For more information on safety in English, read the brochure "Travelling safely by Bike" or visit www.germanroadsafety.de.
Children who attend primary school participate in what is known as a “Fahrradführerschein” course in the 4th grade. In this course, they learn about the traffic rules. However, your child will not learn how to ride a bicycle in this course.
If you or your child want to learn to ride a bike, you can find your local cycling school on adfc (Allgemeiner Deutscher Fahrrad-Club). In some cities, there are also initiatives that teach refugees how to bike for free.

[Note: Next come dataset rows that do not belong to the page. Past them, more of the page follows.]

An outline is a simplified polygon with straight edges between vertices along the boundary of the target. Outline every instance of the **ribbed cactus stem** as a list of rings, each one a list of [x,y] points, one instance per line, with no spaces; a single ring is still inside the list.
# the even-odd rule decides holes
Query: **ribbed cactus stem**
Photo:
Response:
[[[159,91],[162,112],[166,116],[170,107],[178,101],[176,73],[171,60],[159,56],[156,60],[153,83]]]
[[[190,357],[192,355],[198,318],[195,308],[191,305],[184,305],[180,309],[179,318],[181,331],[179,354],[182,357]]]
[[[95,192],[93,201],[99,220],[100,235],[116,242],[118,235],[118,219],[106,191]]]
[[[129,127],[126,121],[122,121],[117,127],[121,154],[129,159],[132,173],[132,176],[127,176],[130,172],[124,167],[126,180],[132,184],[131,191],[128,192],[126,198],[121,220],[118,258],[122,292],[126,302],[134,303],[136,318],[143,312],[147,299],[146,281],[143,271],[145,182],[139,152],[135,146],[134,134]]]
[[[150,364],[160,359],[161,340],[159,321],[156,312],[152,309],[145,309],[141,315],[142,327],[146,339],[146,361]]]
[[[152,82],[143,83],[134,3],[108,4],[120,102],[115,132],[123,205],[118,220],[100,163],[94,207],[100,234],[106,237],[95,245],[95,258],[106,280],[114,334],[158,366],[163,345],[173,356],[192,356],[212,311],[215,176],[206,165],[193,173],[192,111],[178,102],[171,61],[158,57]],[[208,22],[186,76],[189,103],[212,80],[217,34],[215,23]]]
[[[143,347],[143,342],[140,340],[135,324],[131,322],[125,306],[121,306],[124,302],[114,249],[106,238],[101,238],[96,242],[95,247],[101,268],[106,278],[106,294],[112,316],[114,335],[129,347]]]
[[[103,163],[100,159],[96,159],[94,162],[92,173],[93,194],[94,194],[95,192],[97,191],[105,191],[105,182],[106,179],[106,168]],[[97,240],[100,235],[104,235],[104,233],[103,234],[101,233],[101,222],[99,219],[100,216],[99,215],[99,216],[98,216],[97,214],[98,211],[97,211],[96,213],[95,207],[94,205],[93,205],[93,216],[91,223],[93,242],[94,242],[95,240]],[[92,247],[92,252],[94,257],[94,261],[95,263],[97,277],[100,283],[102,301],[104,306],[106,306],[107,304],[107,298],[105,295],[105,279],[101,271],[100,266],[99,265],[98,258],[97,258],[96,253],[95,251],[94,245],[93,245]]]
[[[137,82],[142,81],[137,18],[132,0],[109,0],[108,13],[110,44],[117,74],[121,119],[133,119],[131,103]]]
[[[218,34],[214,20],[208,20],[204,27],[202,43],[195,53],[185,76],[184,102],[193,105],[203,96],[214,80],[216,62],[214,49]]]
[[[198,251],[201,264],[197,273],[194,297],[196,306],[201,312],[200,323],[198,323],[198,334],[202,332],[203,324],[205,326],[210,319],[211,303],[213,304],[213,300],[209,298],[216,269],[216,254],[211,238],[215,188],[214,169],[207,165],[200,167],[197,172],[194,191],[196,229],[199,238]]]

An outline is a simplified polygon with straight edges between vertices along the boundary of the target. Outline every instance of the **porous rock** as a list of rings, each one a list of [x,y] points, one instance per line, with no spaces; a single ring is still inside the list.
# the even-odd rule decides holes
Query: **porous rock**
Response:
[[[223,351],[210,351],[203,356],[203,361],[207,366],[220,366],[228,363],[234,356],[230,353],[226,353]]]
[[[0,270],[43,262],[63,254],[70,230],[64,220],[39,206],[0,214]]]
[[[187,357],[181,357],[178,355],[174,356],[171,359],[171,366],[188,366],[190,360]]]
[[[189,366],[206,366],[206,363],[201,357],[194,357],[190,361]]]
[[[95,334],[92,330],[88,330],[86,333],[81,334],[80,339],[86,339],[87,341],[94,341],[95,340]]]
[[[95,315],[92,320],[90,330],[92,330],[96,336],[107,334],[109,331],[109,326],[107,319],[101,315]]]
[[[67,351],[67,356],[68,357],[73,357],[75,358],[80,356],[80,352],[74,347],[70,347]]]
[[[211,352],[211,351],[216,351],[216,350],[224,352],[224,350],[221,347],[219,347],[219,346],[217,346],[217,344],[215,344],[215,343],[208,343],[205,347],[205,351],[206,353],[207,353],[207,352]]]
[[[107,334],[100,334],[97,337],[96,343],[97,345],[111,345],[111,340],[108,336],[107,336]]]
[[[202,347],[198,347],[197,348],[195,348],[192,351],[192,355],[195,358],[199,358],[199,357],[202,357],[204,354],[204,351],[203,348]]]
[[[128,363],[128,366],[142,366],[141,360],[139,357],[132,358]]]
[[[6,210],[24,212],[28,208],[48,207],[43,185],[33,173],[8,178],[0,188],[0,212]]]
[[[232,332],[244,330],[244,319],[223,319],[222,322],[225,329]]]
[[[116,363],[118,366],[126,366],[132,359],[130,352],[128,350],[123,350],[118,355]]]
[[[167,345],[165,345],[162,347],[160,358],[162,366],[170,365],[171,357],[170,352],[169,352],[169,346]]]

Visit our Local Search pages to check if such an opportunity exists in your city.
In principle, you can transport your bike using specifically designated compartments on the trains or U-Bahn/S-Bahn, but you usually have to buy a special ticket for your bike.
However, you are not allowed to take your bike on city buses with you. If you are travelling on a long-distance bus and need to take your bike with you, you need to hand it in to be stored in the luggage section along with other pieces of luggage. But you need to register your bike before. Ask the bus line you are using whether you have to pay extra for transportation of your bike or not. You can find out more about long-distance buses in our chapter "Travelling within Germany".
When you are on the road with a bike, the bike must be road-safe. That means it has to have reflectors, lights, brakes and a bell. If you are stopped by the police while riding an unsafe bike, you will have to pay a fine. At bussgeld-info.de, you can find out how high the fine is.